Como noutras intervenções, não importa o momento que o espectador/partícipe modifica os rumos da história. E se há uma história, esta é a da humanidade, porque chegamos ao ponto em que tudo se dilui, estejamos atentos aos erros – e ao Erro Grupo – ou não. Como o cidadão não pode fugir da sociedade, a cultura também não escapará ao desavisado transeunte que estava apenas caminhando pela praça para pagar suas contas, ou comprar novos bens (bons ou maus) materiais.

As quatro performances que acontecem em sincronia durante Hasard são infinitas porque também se parecem com os fractais – pois que um fractal pode ser dividido em várias partes, todas semelhantes ao modelo original. E nesse mundo matemático-analítico, que mistura uma ministra demitida, violações sociais históricas (11 de Setembro, seja no golpe chileno de 1973 ou nos atentados aos estadunidenses em 2001), os pensamentos de uma práxis junguiana e tantos outros jogos mais, pouco vale perder ou ganhar.
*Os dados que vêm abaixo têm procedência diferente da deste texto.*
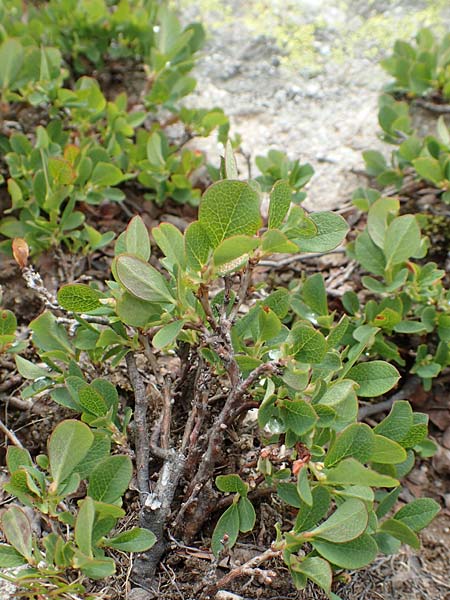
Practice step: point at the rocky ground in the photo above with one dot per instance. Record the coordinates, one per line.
(303, 76)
As muitas crianças e jovens que acompanharam a intervenção em Biguaçu foram e são testemunhas de que o divertimento (o motivo mais nobre da cultura) se dá por formas inesperadas. E o inesperado também é sincrônico, e cômico, e econômico na medida em que toda forma contemporânea de arte esconde ou mostra uma face do mercado.

Não interessa que a sociedade não compreenda a sincronicidade. Há muito mais experiência em cada segundo da realidade que qualquer conceito ou crônica urbana possam revelar. E isso é um problema?, você me pergunta. Não, respondo: basta admitir que num jogo é possível perder e ganhar com alguma margem de erro.

> Crônica publicada no Jornal Notícias do Dia em 13/09/2012.